Australian Shepherd dogs are a breed of herding dogs. As such, it is in their nature to snap or nip at the heels of livestock members to keep them in the group. Biting comes naturally to them. They tend to bite or nip at your heels when you’re not moving fast enough during your daily walks or you’re holding something they like such as their favorite toy. For furparents, this can easily be overlooked as an affectionate graze but for others, this can be a frightening behavior especially with kids or those unfamiliar with your pet. Furparents of this breed need to address this issue early on so that they can stop biting. With proper training starting when they’re still pups, Aussies will learn how to control this behavior and become well-mannered doggos.
Training your Australian Shepherd not to bite is not easy. It requires dedication and consistency to be able to instill discipline on your Aussie. There are different training techniques that you can follow like redirecting their biting behavior, ignoring them after they nip at you, or through the intervention method.
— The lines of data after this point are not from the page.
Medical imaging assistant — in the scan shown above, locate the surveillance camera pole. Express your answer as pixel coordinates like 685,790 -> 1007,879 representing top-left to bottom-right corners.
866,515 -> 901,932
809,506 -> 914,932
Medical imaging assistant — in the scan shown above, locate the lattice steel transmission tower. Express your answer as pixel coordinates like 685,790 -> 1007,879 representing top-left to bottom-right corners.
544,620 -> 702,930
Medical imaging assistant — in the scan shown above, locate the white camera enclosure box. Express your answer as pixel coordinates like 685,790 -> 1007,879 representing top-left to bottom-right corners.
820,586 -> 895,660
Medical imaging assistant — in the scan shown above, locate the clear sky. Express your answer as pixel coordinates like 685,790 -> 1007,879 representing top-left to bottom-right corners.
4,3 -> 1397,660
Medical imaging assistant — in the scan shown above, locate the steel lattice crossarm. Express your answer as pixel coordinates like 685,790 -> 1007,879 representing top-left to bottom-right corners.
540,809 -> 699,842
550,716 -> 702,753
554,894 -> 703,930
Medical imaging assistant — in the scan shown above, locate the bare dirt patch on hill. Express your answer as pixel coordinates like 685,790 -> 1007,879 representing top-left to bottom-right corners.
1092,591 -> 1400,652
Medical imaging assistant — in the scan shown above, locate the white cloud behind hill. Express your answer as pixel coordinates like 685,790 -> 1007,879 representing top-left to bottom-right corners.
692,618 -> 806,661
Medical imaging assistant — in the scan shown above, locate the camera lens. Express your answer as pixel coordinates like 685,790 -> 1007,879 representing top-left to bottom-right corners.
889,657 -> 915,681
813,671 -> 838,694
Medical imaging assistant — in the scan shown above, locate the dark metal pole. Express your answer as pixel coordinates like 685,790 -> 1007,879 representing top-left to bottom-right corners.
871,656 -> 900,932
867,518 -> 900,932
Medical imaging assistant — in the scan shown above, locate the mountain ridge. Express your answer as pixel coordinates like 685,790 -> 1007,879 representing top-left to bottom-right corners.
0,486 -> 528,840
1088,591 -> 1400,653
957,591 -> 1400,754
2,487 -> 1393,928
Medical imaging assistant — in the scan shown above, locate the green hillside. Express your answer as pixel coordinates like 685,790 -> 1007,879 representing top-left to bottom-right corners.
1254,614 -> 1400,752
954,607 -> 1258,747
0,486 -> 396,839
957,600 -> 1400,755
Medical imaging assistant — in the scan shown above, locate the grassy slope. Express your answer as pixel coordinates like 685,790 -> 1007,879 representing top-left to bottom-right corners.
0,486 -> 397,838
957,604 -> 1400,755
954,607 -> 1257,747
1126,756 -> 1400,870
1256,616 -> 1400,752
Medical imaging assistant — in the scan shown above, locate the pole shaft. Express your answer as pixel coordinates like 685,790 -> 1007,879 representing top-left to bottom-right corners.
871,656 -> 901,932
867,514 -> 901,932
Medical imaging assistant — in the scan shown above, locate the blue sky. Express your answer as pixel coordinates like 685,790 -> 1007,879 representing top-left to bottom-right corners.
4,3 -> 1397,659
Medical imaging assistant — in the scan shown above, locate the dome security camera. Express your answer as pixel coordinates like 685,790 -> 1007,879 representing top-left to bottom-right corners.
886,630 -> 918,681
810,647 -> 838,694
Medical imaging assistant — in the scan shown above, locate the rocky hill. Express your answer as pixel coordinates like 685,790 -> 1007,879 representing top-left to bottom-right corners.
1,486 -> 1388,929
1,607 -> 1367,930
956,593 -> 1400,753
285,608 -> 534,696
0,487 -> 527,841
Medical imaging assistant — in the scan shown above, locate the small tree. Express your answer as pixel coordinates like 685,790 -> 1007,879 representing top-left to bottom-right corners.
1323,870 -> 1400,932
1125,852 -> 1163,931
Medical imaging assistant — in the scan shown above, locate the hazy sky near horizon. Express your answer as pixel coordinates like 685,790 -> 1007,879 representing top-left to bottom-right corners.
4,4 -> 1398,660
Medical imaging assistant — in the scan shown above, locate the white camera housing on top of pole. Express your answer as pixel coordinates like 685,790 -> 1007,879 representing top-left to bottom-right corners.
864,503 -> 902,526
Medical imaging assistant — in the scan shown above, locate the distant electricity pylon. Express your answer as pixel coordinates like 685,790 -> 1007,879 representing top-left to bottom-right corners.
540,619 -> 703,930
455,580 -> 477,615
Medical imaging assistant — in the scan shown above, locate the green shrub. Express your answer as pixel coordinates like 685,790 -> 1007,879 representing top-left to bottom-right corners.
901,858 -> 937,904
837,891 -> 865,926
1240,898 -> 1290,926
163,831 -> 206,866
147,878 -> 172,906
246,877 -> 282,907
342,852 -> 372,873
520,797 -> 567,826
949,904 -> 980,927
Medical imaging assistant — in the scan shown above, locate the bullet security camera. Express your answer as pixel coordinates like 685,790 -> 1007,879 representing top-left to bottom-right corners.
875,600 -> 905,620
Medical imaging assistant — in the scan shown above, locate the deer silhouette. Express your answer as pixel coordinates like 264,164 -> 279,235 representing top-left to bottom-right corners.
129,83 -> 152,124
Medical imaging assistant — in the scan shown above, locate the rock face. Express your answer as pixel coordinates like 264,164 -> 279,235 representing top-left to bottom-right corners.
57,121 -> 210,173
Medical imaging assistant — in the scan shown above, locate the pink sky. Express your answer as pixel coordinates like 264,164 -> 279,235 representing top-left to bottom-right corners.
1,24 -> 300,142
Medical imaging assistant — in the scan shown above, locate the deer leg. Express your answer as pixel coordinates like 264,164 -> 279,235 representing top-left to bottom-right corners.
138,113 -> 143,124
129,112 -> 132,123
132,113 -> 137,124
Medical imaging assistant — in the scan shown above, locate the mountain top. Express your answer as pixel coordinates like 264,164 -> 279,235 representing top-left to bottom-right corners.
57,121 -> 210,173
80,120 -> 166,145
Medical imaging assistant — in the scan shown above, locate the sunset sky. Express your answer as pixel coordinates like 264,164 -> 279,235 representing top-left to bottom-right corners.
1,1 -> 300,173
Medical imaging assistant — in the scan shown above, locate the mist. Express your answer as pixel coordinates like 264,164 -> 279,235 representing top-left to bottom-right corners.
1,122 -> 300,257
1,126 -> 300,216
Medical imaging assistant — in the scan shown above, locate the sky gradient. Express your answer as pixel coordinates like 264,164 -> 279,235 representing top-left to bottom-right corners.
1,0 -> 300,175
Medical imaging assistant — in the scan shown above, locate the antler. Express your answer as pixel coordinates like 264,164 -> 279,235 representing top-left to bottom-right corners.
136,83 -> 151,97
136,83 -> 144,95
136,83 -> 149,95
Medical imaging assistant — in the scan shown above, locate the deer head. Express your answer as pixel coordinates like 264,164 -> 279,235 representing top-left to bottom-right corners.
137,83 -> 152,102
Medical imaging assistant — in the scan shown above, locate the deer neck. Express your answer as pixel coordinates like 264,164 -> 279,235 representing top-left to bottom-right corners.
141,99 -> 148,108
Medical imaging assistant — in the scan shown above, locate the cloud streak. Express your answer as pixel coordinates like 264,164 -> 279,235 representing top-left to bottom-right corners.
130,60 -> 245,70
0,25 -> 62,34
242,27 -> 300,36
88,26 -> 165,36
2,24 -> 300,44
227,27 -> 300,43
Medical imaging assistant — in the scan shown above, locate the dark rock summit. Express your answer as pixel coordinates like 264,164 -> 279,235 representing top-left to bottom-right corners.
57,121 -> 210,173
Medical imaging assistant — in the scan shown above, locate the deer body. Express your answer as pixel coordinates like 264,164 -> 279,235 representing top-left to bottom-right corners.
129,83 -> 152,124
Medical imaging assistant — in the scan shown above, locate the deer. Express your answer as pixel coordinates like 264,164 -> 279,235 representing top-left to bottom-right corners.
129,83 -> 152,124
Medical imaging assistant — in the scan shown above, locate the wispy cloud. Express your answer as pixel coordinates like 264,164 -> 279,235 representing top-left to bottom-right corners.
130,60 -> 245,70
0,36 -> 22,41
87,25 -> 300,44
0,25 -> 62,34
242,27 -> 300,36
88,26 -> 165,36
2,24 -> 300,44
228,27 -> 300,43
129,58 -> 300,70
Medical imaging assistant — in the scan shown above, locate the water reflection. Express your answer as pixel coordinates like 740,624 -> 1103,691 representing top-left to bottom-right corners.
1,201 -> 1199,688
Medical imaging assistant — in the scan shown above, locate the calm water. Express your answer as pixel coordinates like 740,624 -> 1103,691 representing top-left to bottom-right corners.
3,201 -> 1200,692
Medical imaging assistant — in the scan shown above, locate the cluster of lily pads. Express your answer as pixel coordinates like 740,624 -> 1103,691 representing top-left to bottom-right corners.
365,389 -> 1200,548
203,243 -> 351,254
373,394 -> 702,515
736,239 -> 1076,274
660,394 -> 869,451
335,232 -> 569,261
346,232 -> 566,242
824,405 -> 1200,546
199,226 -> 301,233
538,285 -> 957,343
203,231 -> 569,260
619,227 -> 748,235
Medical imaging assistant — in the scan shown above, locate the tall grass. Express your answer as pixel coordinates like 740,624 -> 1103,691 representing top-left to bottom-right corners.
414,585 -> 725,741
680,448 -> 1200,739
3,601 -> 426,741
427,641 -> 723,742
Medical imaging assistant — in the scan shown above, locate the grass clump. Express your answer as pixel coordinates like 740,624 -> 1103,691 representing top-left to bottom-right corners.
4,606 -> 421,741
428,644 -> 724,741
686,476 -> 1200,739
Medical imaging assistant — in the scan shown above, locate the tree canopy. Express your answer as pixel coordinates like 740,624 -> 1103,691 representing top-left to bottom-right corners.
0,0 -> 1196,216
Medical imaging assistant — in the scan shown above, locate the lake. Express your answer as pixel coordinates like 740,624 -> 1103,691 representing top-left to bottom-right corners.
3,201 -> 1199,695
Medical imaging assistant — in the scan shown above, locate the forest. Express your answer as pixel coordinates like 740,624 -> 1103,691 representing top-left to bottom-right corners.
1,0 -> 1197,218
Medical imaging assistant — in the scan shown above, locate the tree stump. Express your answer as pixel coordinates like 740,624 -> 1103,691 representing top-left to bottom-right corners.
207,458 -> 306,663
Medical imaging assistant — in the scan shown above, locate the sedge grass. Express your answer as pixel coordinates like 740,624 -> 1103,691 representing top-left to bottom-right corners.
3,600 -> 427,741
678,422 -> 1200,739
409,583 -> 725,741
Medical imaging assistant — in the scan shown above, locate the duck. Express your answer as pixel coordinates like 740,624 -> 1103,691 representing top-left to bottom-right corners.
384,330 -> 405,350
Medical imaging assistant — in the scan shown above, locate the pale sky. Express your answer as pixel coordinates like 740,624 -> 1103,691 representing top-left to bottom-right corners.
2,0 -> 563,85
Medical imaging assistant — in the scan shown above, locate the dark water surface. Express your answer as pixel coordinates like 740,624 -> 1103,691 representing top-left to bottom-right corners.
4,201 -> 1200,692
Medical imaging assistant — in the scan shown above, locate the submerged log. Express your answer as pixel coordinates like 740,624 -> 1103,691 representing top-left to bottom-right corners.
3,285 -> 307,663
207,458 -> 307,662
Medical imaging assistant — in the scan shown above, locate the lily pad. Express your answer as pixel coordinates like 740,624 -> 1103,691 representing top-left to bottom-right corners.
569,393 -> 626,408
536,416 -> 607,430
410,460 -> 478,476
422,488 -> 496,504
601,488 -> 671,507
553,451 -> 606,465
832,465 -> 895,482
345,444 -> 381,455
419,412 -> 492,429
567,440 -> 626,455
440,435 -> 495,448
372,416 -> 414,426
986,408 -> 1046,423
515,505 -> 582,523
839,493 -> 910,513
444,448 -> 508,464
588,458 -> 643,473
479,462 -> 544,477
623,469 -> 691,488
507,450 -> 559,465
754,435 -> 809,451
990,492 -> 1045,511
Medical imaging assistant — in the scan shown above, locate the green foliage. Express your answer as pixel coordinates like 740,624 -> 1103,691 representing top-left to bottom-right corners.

When your Aussie puppy nips at your heels, stop moving and pull your feet away from him. Firmly and calmly say No then put your hand around his snout while saying No again. Distract him with his favorite toy so that he can latch onto the toy instead of your heels. You should keep his favorite toy inside your pocket so that you can always use it to redirect his biting behavior to his toy whenever he tries to nip at you. You’re redirecting his energy and natural tendency to nip at an acceptable object.
You’ve got to continue reinforcing this behavior through the use of rewards. If he tries to bite you again, distance yourself from him and ignore him for about 15 to 30 seconds then turn to him again and present his favorite toy. Praise him when he puts the toy in his mouth for him to know that it’s good behavior and reward him with belly rubs or yummy treats after. Remember to be careful about the timing of your reward. Give it to him once he completely stops biting or nipping to properly address this behavior.
Another technique in training your Aussie pup not to bite is through intervention. First, you’ve got to observe your pet’s behavior to determine what triggers his biting behavior and identify the signs that he’s about to start biting or nipping. Using a long lead, take your Aussie in a controlled environment and ask a friend or family member to do what triggers your dog to bite. Watch your Aussie carefully. Before they begin to chase or bite, command your dog to come to you. If he doesn’t, give him a gentle tug so that you can get his attention. Continue doing this for about 20 minutes a day for several weeks so that you can instill this behavior.
Furparents may not be able to stop the nipping or biting behavior altogether since it is part of an Aussie’s instinct. But with proper training, your beloved pets will know how to control this behavior and turn to you for guidance so that they can either stop biting or be gentle in their nipping instead.